Yakult confident about probiotic dossier

Probiotics player Yakult is confident the European Food Safety Authority (EFSA) will hand its probiotic-immunity health claim dossier a positive opinion, despite the agency contacting it with further questions.

Yakult Europe’s Dutch-based communications manager, Jan-Albert Blaauw said EFSA’s Panel on Dietetic Products, Nutrition and Allergies (NDA) had requested further “technical” information for its dossier, which Yakult had provided.

The article 13.5 dossier is based on the Lactobacillus casei strain, Shirota.

Blaauw acknowledged it is a sensitive time for the probiotics industry with the NDA yet to issue a positive opinion for any probiotic strain or product.

Of course this procedure is a learning process, as was also pointed out previously by EFSA, but we are confident to proceed with our dossier,” he observed.

He said the company had been closely monitoring the opinions that have been issued so far and is confident its dossier will stand up to NDA scrutiny.

“The claim is supported by well- designed, double-blind, placebo-controlled human studies and other supporting data,” Blaauw said. “We are in dialogue with EFSA concerning our claim.”

Wording

Yakult’s dossier contains suggested claim wording based around immune health associations.

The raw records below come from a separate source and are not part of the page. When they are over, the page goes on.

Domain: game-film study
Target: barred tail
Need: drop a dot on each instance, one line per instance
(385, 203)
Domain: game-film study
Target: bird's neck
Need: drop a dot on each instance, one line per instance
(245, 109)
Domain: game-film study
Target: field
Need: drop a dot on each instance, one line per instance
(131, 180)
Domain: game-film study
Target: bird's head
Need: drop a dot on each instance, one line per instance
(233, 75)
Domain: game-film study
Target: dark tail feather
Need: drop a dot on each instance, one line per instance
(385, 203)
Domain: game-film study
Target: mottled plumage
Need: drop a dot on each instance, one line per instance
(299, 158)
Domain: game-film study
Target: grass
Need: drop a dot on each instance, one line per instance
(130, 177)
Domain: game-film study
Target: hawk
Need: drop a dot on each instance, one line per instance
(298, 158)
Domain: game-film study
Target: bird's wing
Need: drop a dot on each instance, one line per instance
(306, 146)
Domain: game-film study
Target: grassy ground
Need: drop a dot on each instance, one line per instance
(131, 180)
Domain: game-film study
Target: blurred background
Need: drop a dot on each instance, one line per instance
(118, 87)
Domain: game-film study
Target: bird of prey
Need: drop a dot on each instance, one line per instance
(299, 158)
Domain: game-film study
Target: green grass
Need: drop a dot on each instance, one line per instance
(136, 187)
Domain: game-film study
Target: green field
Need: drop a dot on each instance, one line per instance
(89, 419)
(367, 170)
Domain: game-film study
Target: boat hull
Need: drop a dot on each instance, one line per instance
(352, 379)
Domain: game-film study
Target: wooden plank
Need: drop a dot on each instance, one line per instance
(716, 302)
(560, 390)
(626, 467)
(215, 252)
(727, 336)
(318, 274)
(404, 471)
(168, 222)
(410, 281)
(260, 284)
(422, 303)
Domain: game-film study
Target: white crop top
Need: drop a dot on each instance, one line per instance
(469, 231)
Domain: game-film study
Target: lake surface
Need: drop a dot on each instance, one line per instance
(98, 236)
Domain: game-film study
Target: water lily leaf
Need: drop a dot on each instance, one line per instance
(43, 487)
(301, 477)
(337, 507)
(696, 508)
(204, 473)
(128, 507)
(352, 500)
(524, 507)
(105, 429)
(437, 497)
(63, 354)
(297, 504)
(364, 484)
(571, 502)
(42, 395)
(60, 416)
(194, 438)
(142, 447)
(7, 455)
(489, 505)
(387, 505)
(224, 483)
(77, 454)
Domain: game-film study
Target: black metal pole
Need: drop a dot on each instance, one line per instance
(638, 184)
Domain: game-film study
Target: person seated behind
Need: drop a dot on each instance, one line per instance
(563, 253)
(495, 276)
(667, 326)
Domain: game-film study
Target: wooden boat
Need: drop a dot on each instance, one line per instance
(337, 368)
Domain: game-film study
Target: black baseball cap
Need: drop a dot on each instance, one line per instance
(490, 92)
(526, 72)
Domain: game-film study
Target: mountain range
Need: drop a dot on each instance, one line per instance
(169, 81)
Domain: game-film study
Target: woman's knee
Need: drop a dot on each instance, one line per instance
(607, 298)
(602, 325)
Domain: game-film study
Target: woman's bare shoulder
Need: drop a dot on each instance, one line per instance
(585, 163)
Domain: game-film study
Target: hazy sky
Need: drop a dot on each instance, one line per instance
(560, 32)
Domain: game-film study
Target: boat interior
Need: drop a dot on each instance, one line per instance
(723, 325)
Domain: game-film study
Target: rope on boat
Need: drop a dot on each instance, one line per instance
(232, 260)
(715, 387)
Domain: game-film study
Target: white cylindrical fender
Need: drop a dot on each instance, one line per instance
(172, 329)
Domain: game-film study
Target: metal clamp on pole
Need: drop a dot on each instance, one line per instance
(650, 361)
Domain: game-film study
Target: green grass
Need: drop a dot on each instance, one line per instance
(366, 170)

The final wording of the claim is still to be decided by the European authorities, but the dossier of Yakult relates to the maintenance of immune defences relevant for the upper respiratory tract.”

Marketing on the Yakult UK website states: Drinking one bottle of Yakult daily can help keep your gut healthy and a healthy gut also means stronger natural defences.”

Blaauw said the company had been encouraged by feedback given at the recent EFSA-hosted stakeholder’s meeting in Parma, Italy, and would attend the gut health workshop that was slated for later this year.

Yakult is often cited as the originator of functional foods when it began selling probiotic yoghurt in little bottles in the 1950s, after Yakult’s founding father Dr Minoru Shirota isolated and researched the strain at Kyoto Imperial University School of Medicine.